Bronchogenic cysts in rare sites (retroperitoneum, skin, spinal cord and pericardial cavity): A case series and characterization of epithelial phenotypes.

Bronchogenic cysts are congenital malformations of the bronchial tree, detected as a cystic and/or mass lesion in the thoracic cavity. Although it occurs in distant locations, such as skin and retroperitoneum, to the best of our knowledge, little is known about the components and phenotypes of the epithelium that line a bronchogenic cyst in rare sites.
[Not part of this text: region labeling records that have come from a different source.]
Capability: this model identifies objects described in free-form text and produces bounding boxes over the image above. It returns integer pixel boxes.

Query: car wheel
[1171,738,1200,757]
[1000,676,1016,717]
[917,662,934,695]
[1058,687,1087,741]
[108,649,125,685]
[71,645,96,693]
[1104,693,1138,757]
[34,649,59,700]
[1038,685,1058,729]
The present study reviewed 34 bronchogenic cysts that were surgically resected at Osaka Medical and Pharmaceutical University Hospital (Osaka, Japan) from January 1998 to December 2020. Bronchogenic cysts in rare sites were detected and diagnosis was confirmed based on the presence of pseudostratified, ciliated and/or columnar epithelium together with at least one of the following: Cartilage, smooth muscle or seromucous glands. The phenotypes of epithelium lining the cyst were characterized using immunohistochemical analysis. A total of six bronchogenic cysts in rare sites (two cases each in the retroperitoneum and skin and one case each in the cervical spinal cord and pericardial cavity) met the criteria for confirmation of the diagnoses. The epithelium lining the cyst stained positive for cytokeratin CK7 and thyroid transcription factor 1 (a marker expressed in thyroid follicles and bronchial epithelium) and negative for CK20, indicating that the phenotypes were similar to those of the respiratory epithelium. The present study demonstrated that a bronchogenic cyst can occur in rare sites, such as the retroperitoneum, skin, spinal cord and pericardial cavity, suggesting that it should be considered as a differential diagnosis before surgical approach to implement relevant management modalities such as follow-up, simple or radical resection.